Rusya için Karabağ diplomatik zafer mi jeopolitik hata mı?
HABERRUS - Bazıları Dağlık Karabağ anlaşmasını Rusya için diplomatik bir zafer olarak görürken, diğerleri ise Rusya için jeopolitik bir hata, bir taviz, neredeyse bir yenilgi olarak görüyor.
Her iki görüşü savunanların anlaştığı tek konu ise, Rusya’nın, kafkaslardaki gereksiz ve tehlikeli bir çatışmayı kendi topraklarına sürüklenmesine izin vermediği yorumu.

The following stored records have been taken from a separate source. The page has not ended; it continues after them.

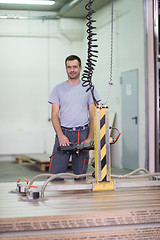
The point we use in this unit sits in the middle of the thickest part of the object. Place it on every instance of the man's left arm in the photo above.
(91, 123)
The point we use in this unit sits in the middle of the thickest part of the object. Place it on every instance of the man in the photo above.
(72, 118)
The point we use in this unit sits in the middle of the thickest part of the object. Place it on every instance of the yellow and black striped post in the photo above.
(102, 149)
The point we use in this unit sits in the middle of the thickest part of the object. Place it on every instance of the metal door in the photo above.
(129, 82)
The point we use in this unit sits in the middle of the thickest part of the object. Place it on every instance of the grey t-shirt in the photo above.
(73, 101)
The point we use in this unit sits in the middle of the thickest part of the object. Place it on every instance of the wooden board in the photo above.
(120, 214)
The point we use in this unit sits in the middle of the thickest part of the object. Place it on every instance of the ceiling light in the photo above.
(32, 2)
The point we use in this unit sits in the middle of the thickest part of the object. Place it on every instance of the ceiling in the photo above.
(61, 8)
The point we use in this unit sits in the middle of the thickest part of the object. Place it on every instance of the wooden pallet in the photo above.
(41, 161)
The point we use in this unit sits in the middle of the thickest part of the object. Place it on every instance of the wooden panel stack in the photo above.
(121, 214)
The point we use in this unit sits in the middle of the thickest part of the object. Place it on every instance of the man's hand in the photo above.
(63, 140)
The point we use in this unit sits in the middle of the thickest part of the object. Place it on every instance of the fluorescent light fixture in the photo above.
(32, 2)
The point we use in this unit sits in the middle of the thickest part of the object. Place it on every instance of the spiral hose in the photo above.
(90, 64)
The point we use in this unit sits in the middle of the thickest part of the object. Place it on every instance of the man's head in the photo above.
(73, 57)
(73, 67)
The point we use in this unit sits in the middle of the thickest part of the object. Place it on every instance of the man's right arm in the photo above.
(63, 140)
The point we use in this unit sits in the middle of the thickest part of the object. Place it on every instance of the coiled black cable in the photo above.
(90, 64)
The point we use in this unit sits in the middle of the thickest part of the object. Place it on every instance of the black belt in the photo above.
(76, 128)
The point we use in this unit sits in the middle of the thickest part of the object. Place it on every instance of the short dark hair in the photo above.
(73, 57)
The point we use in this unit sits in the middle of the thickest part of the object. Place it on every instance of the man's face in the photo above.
(73, 69)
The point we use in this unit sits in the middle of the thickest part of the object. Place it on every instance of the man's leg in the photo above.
(80, 163)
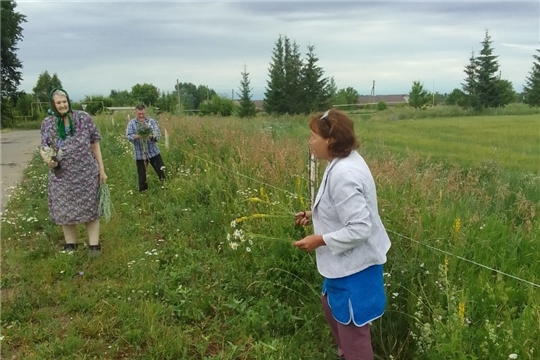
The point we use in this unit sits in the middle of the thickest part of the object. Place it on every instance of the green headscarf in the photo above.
(60, 121)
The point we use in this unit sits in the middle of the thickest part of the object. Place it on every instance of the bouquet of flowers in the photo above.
(51, 153)
(144, 131)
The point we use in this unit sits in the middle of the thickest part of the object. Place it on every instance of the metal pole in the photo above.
(178, 93)
(312, 177)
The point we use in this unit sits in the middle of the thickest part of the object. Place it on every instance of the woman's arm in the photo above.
(96, 149)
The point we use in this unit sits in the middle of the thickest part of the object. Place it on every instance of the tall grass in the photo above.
(204, 269)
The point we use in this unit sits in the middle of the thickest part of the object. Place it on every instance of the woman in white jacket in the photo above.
(349, 238)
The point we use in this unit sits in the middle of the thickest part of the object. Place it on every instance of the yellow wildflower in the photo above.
(461, 311)
(240, 219)
(457, 225)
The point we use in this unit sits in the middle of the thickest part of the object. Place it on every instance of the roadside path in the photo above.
(16, 151)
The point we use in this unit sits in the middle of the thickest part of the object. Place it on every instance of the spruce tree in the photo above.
(532, 83)
(470, 87)
(247, 107)
(315, 88)
(274, 96)
(487, 67)
(11, 75)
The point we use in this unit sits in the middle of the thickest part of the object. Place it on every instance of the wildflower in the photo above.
(461, 311)
(240, 219)
(457, 225)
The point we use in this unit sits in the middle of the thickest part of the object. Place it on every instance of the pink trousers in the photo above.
(354, 343)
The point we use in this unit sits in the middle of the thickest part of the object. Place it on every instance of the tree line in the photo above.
(295, 85)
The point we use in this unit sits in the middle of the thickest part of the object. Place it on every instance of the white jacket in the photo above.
(345, 212)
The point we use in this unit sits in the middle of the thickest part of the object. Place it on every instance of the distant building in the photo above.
(258, 104)
(390, 100)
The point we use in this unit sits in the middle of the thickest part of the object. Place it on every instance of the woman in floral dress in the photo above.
(75, 173)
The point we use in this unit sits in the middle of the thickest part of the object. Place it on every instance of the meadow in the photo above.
(203, 267)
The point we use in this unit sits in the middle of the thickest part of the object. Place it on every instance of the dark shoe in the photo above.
(69, 248)
(94, 250)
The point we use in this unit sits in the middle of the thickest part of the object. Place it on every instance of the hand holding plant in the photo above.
(52, 156)
(145, 131)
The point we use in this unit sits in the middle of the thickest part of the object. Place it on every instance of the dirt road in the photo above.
(16, 149)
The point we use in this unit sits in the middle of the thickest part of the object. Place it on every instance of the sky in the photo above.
(98, 46)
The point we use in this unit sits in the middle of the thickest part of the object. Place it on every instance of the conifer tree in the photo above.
(247, 107)
(275, 95)
(487, 74)
(315, 88)
(471, 84)
(532, 83)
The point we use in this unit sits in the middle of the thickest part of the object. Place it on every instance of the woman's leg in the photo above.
(141, 174)
(332, 322)
(70, 233)
(354, 343)
(157, 164)
(92, 228)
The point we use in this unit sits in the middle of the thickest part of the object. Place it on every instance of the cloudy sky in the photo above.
(98, 46)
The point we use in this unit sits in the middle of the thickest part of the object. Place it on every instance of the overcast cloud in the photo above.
(98, 46)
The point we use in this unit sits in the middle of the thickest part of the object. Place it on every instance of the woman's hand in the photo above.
(102, 176)
(302, 217)
(310, 243)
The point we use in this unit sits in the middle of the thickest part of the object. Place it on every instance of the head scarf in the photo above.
(60, 118)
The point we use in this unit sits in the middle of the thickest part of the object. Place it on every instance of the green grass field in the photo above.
(204, 268)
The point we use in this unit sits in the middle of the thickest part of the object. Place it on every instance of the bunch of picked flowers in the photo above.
(51, 153)
(274, 224)
(144, 131)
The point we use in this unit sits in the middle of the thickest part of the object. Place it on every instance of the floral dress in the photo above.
(74, 185)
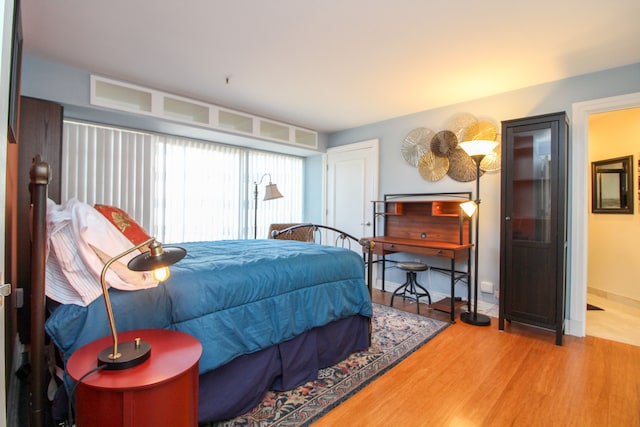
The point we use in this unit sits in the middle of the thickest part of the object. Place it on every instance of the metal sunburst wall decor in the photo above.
(437, 154)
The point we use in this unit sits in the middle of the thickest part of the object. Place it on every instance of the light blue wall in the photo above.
(396, 176)
(69, 86)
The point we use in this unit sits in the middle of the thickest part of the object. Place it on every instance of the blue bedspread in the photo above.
(236, 297)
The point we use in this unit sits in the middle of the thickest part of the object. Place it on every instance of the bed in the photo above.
(269, 314)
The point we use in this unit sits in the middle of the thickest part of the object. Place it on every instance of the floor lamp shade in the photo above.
(270, 192)
(477, 150)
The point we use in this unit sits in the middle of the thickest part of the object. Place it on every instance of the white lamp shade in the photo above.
(271, 192)
(478, 147)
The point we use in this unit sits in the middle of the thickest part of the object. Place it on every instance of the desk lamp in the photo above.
(477, 150)
(158, 260)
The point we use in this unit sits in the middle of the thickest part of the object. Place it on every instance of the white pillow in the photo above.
(74, 230)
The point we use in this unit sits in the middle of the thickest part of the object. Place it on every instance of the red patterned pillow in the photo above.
(124, 223)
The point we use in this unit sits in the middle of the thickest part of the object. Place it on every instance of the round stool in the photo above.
(411, 288)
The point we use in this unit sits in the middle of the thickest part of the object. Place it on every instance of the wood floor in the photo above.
(479, 376)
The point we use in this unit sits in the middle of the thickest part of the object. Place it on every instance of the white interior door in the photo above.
(351, 185)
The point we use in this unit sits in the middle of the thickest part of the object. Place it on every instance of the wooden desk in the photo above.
(425, 225)
(452, 251)
(161, 391)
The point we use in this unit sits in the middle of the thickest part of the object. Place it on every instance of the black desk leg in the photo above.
(453, 292)
(384, 268)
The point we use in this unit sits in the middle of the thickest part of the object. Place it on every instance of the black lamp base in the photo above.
(132, 353)
(476, 319)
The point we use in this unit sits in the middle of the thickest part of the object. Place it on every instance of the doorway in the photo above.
(613, 296)
(351, 185)
(580, 176)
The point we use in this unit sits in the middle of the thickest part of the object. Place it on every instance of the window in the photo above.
(179, 189)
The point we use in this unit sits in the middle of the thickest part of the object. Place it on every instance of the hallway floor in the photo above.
(617, 321)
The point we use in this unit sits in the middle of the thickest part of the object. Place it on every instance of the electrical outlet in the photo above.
(486, 287)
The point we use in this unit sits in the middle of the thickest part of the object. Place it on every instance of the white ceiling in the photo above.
(334, 64)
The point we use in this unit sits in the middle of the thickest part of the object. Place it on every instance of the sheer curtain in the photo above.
(177, 188)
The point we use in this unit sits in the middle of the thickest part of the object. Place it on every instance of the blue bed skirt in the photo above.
(237, 298)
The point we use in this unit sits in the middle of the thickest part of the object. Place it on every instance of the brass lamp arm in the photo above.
(105, 291)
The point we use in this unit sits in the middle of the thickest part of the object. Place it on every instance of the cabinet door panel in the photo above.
(533, 230)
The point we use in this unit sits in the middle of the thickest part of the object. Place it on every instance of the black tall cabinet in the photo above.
(533, 244)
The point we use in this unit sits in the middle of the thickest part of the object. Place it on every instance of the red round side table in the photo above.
(161, 391)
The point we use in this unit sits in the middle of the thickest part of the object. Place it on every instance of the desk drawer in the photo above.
(393, 247)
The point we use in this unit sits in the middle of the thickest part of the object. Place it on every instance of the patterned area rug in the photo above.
(396, 334)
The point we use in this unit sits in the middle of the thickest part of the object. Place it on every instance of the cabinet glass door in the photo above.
(531, 215)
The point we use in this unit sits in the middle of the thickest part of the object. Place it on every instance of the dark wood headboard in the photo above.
(39, 178)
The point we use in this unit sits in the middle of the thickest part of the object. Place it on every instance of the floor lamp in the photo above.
(477, 150)
(270, 192)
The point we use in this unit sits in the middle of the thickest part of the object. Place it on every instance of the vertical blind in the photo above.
(177, 188)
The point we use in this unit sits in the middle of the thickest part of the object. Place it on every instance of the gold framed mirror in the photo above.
(612, 186)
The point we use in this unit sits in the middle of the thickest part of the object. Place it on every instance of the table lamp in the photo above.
(157, 259)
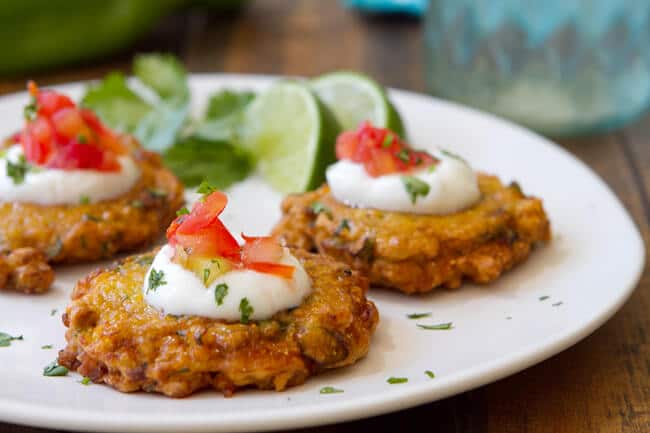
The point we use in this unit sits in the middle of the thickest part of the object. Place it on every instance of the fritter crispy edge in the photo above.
(71, 234)
(114, 337)
(417, 253)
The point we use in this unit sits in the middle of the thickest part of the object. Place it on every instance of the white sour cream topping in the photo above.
(185, 294)
(49, 186)
(453, 186)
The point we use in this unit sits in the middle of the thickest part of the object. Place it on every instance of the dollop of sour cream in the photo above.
(48, 186)
(183, 293)
(452, 187)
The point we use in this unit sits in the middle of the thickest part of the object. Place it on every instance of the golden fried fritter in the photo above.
(25, 270)
(116, 338)
(417, 253)
(86, 232)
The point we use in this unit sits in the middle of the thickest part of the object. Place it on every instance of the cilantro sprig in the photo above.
(156, 279)
(246, 310)
(415, 187)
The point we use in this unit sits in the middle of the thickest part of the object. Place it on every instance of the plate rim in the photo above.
(362, 407)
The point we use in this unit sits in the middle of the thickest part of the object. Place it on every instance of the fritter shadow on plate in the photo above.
(417, 253)
(116, 338)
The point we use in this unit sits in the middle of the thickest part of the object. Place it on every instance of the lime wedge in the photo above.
(291, 134)
(354, 97)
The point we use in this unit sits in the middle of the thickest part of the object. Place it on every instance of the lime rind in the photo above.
(354, 97)
(291, 134)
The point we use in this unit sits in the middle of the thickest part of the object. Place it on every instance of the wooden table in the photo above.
(602, 384)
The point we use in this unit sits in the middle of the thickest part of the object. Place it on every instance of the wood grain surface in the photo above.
(602, 384)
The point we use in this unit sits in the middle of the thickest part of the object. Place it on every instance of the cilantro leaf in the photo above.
(156, 279)
(115, 103)
(17, 170)
(330, 390)
(220, 293)
(246, 311)
(395, 380)
(415, 187)
(164, 74)
(439, 327)
(220, 163)
(6, 339)
(54, 369)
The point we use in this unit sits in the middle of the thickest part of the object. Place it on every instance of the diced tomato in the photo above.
(212, 241)
(63, 136)
(261, 249)
(284, 271)
(69, 124)
(80, 156)
(201, 234)
(107, 138)
(204, 213)
(381, 151)
(37, 139)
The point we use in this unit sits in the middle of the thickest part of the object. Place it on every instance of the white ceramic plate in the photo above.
(591, 267)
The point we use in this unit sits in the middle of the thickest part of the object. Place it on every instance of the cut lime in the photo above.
(291, 134)
(354, 98)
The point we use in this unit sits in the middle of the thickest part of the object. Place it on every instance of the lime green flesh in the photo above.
(354, 98)
(292, 135)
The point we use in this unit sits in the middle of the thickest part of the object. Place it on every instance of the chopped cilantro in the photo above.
(395, 380)
(415, 187)
(30, 109)
(220, 293)
(452, 155)
(344, 225)
(18, 170)
(206, 188)
(440, 326)
(54, 369)
(330, 390)
(318, 207)
(418, 315)
(246, 310)
(6, 339)
(156, 279)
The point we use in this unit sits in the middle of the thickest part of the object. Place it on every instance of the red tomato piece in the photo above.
(212, 241)
(204, 213)
(80, 156)
(37, 139)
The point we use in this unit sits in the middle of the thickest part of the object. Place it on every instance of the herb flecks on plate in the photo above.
(438, 327)
(330, 390)
(6, 339)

Rusya’nın önde gelen gazetelerinden Nezavisimaya Gazeta, Karabağ barışının Rusya için gerçekten bir zafer mi olduğu yoksa varılan anlaşma ile Erdoğan yönetimine kafkasların kapısını açan bir araca mı dönüşeceği sorunarına mercek uzatmış.
Moskova'nın kimseyi desteklemeyerek Aliyev ve Erdoğan'ın kazanan gibi hissetmesine izin vererek doğru bir seçim mi yaptı? Sorusuna cevaben, Rusya’nın yeni bir jeopolitik mücadele için ne ekonomik olarak ne de manevi güce sahip olmadığı yorumunda bulunan Rus gazetesi, aksi davranışın ne iç ne de dış politikada Moskova'ya puan kazandırmayacağını, aksine, bölgede yaşanan bir çatışmada barış sağlama ve barışı tahkim girişimi, Rusya için imaj temelli bir kazan-kazan seçeneğidir: ‘kan dökülmesi durdurulmuştur, diğer ülkelere bir örnek verilmiştir.’ İfadelerine yer veriliyor.
Nezavisimaya Gazeta, Karabağ barışının Rusya için jeopolitik bir hata, bir taviz, neredeyse bir yenilgi olarak gören ikinci görüşe bağlı olanların, çatışmayı Bakü'nün kazanmasından ve Bakü'nün Türkiye'yi bölgesel bir süper güç haline getirmeyi hayal eden Cumhurbaşkanı Recep Tayyip Erdoğan'la Ankara olduğu gerçeğinden hareket ederek, artık Türkiye’nin, Transkafkasya'daki etkisini kaçınılmaz olarak artıracağı görüşünde.
Moskova bunu hesaba kattı mı? Böyle bir senaryoyu görmezden gelemezdi. Ancak Karabağ özel bir durumdur. Şimdi Bağımsız Devletler Topluluğu alanında Rusya'nın barışın garantörü veya hakem olarak hareket edebileceği tek çatışma bölgesi burası. Moskova 30 yıldır Erivan ya da Bakü ile tartışmadı, oysa Abhazya, Güney Osetya, Donbass ve hatta Transdinyester'de konumu Gürcü, Ukraynalı ve Moldovalı yetkililerin siyasi yönelimlerine bağlıydı. Bu yönelim Batı yanlısı ise, Rusya için çatışma alanları otomatik olarak stratejik öneme sahip alanlara dönüşür.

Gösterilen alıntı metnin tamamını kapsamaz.